In a recent paper in Science Education, David Hay and his co-workers at King’s College London compared textbook images of a brain cell (A1 after Lewellys Barker, 1899; and A2 after an Italian anatomy textbook by Warwick & Williams, 1973) with drawings made by third-year undergraduates (B), PhD students and postdoctoral researchers (C), and laboratory leaders (D). Hay told us: ‘The undergraduate drawings were invariably textbook copies, bearing little cultural relationship with the highly schematised and individual drawings of the laboratory leaders. The images produced by PhD students and postdoctoral researchers were not an intermediary stage; these image-types belonged to a separate class of “worker-type” productivity which was neither prefaced by textbook knowledge nor apparently developing towards leadership.’

Teaching interventions were designed to offer undergraduates an experience of life as a neuron cell?. For example, the students were asked to perform an ‘axon walk’, responding to simple life history questions (like ‘Have you ever died your hair’) by walking different paths towards a target destination depending on whether the answer to each successive question was a ‘yes’ or ‘no’.

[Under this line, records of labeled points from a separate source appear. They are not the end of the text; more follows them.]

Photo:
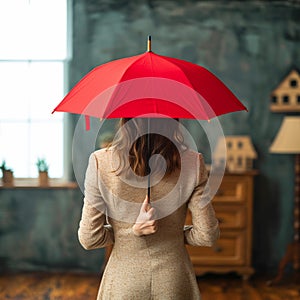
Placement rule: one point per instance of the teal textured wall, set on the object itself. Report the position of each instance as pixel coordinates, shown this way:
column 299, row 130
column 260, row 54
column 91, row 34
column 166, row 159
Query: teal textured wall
column 250, row 45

This exercise of ‘being’ brain cells? prompted a shift in the drawing stance of students. ‘After these, several undergraduates produced brain cell images (E) that were indistinguishable from the signature image types drawn by laboratory leaders,’ Hay said. ‘This suggests to us that it is possible to shift students from the conceptual trough of knowledge reproduction into an arena of researcher-like experience, after which an exchange about scientific plausibility might occur between research leaders and their students.’